Senate Republicans have blocked consideration of legislation that would have required organizations that spend money on elections to disclose the identities of donors contributing $10,000 or more.
On Thursday, the Disclose Act, had a 49-all vote, with Democrats voting "yes" and every on-site Republican voting "no." As such, the legislation didn't invoke cloture.
The two senators reportedly missing from Thursday's vote were Tammy Baldwin, D-Wis., and Mike Crapo, R-Idaho.
The legislation apparently aims to halt the notion of "dark money" in politics.
In a nutshell, dark money refers to political contributions from donors whose identities are not disclosed and that are typically used to influence elections. Super PACs are legally permitted to receive and spend these "independent expenditures," which have no cap on the contribution amounts.
Senate Majority Leader Chuck Schumer, D-N.Y., reportedly brought the bill to the floor, as a means of calling attention to the Senate Leadership Fund, a Super PAC linked to Senate Minority Leader Mitch McConnell, R-Ky.

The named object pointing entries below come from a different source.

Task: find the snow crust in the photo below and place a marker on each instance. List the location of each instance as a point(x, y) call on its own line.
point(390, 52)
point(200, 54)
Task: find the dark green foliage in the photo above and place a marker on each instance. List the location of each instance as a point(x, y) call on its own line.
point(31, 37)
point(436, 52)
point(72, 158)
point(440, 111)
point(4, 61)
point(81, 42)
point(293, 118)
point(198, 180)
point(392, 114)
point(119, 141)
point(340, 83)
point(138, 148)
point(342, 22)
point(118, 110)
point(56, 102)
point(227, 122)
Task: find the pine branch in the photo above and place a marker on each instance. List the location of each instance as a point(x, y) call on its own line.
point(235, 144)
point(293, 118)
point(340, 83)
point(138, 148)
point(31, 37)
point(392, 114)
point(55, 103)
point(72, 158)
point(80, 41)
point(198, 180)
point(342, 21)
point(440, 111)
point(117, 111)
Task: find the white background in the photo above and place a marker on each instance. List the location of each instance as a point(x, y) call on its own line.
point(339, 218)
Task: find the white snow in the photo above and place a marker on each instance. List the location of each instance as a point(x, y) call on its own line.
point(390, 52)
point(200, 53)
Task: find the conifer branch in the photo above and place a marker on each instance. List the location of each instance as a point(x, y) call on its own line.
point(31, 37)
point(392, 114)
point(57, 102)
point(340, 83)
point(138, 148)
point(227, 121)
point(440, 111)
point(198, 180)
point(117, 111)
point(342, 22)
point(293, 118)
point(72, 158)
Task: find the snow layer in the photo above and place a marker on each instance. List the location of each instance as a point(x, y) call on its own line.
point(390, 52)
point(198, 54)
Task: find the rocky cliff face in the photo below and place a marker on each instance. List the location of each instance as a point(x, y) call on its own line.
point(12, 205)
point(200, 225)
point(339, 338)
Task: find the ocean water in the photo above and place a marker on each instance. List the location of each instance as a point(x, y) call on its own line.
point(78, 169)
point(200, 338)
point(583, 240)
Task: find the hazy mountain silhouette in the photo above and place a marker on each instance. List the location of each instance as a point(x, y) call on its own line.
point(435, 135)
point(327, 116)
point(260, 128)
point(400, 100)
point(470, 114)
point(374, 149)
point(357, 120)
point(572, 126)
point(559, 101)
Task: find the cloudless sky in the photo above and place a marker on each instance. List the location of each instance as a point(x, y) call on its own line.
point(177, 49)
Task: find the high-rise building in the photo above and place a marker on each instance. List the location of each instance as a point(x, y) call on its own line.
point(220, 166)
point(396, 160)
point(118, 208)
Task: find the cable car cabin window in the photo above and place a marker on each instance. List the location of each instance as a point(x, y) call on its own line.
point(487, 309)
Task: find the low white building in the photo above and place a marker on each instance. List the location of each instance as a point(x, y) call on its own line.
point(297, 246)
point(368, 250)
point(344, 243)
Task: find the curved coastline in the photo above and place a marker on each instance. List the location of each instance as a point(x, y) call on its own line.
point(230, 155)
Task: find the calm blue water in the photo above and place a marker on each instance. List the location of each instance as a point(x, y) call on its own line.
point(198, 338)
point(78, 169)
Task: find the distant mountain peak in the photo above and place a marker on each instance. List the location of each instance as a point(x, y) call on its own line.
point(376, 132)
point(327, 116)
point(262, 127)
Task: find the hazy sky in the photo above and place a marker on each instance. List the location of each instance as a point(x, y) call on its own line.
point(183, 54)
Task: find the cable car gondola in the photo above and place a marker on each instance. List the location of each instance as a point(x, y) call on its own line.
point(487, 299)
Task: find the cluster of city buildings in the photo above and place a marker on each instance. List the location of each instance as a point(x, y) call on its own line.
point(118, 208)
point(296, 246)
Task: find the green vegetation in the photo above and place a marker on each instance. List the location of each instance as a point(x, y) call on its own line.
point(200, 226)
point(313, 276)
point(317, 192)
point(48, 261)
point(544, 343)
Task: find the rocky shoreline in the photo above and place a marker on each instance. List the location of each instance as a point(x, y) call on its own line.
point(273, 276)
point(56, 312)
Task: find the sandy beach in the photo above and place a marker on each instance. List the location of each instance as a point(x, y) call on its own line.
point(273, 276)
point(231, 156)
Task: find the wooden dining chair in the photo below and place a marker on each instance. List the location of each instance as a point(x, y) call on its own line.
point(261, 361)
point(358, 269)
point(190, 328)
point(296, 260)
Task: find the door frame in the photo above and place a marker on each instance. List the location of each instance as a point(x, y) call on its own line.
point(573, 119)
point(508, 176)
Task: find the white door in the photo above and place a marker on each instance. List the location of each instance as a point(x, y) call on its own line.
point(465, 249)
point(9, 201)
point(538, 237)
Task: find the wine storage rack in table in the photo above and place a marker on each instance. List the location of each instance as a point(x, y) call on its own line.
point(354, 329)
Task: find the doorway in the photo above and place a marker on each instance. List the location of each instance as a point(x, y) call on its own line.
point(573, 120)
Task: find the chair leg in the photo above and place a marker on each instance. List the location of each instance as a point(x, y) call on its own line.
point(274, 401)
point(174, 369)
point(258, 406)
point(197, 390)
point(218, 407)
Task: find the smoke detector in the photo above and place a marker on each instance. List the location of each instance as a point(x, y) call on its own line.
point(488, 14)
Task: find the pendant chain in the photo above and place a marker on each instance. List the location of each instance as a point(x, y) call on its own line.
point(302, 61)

Prior to the vote, Schumer said: "Republicans today must face the music. Either vote to bring transparency and fairness back to our elections as the vast majority of Americans want, or block this measure and cast their lot with the forces of dark money."
And after the vote failed to advance, McConnell dismissed the bill as a "liberal pet priority" that would give "unelected federal bureaucrats vastly more power over private citizens' First Amendment rights and political activism."
Also, McConnell criticized Democrats for rushing Thursday's vote, instead of crafting legislation to curb inflation or address other economic problems.
Sen. Sheldon Whitehouse, D-R.I., has been calling for the elimination of dark money groups since 2010, when the Supreme Court enabled corporations and outside special-interest groups to submit unlimited donation amounts for federal elections.
In a release distributed prior to the vote, Whitehouse, who sponsored the legislation, noted that political spending by billionaires had increased from $17 million in the 2008 election to $1.2 billion in 2020.
"Even Leader McConnell used to support disclosure ... then he did a 180-degree about-face," said Schumer, who then recalled a McConnell statement from 1997 that financial disclosures were "the best disinfectant."